We suggest that one reason for this lack of transfer is that a segmentation in terms of phones, which is the basis for the automatically created AF labels, is not equally suitable for the two speech styles. As observed above, due to the high pronunciation variability in conversational speech (e.g., Johnson 2004; Kohler 2001), segmenting speech in terms of phones is extremely difficult. Therefore, the accuracy of the phonetic segmentation of read speech is surely higher than that of conversational speech. Consequently, the canonical mapping from phone labels to AF labels may still result in relatively good training material for read speech, while it does not for conversational speech. These problems with phone to AF label mappings are especially apparent for features that are inherently difficult to define. For example, confusions of glides and liquids are much more frequent in conversational than in read speech (22.8 vs. 8.6%). An explanation may be that in American English word final /l/ tends to be velarized, making the second formant similar to that of /w/, which we label a glide (Espy-Wilson 1992). Thus, some confusions are not due to low performance of the classifier, but rather and more fundamentally to inextricable overlap between the manner features in conversational speech and the resulting errors that are made when automatically converting transcription symbols to AF values. More insights will be found not until a much larger spontaneous speech corpus with reliable AF transcriptions becomes available (i.e., currently only 78 utterances from Switchboard are transcribed manually on the AF level).

6 Conclusions

To sum up, the work presented in this paper has extended previous research on AF classification with an emphasis on conversational speech. We have presented a set of acoustic parameters with a high frequency and time resolution, which reached an improvement of the performance of 4% of the classifiers when tested and trained on TIMIT. On the conversational telephone speech in Switchboard, the new set of acoustic parameters only yielded an improvement compared to the baseline parameters when using manually labeled testing material. In general, in all Switchboard experiments, we have observed lower performances than in TIMIT experiments. Therefore, it appears that the overlap between the acoustic parameters corresponding to AFs in spontaneous speech is much larger than in carefully read speech. This acoustic overlap is due to a larger degree of articulatory variability in spontaneous speech which is not captured by the phone-level segmentations, which were the starting point for the experiment.

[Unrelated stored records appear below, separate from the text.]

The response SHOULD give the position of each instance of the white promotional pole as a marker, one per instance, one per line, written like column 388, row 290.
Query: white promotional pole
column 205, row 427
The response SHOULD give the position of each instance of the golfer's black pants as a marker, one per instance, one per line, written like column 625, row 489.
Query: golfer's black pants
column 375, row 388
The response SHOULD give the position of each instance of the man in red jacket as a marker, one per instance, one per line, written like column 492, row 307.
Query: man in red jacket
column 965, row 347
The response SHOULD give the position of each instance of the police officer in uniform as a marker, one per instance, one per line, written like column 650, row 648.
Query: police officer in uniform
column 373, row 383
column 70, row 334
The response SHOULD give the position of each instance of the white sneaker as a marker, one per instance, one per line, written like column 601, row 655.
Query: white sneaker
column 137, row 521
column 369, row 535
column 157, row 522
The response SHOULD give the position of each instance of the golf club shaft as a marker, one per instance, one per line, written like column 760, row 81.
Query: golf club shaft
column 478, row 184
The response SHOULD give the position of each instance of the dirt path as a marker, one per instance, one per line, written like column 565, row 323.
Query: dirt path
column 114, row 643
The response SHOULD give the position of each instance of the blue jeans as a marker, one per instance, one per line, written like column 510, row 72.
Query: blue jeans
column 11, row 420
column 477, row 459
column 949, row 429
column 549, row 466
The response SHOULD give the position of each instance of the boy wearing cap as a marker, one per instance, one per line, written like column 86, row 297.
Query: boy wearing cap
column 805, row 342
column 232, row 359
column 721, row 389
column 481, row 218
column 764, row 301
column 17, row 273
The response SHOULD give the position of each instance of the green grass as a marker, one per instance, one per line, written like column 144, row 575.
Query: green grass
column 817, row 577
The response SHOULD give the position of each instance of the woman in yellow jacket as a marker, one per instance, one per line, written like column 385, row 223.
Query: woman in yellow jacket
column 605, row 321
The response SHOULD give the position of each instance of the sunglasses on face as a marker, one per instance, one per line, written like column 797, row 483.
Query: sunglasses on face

In speech science, methods are mostly developed and improved using read speech corpora (e.g., TIMIT) and only afterwards they are adapted to conversational speech. Similarly, in image recognition methods are mostly developed and improved on some standard databases (e.g., MNIST) without having the application characteristics in mind from the beginning. Our studies suggest that the nature of the application data needs to be taken into account already when defining the concepts (here: starting point of a segmentation in terms of phones) and the basic assumptions of a method. Applying concepts and methods that were designed for a different speech style to the application data may fail due to the inherent differences between read and conversational speech.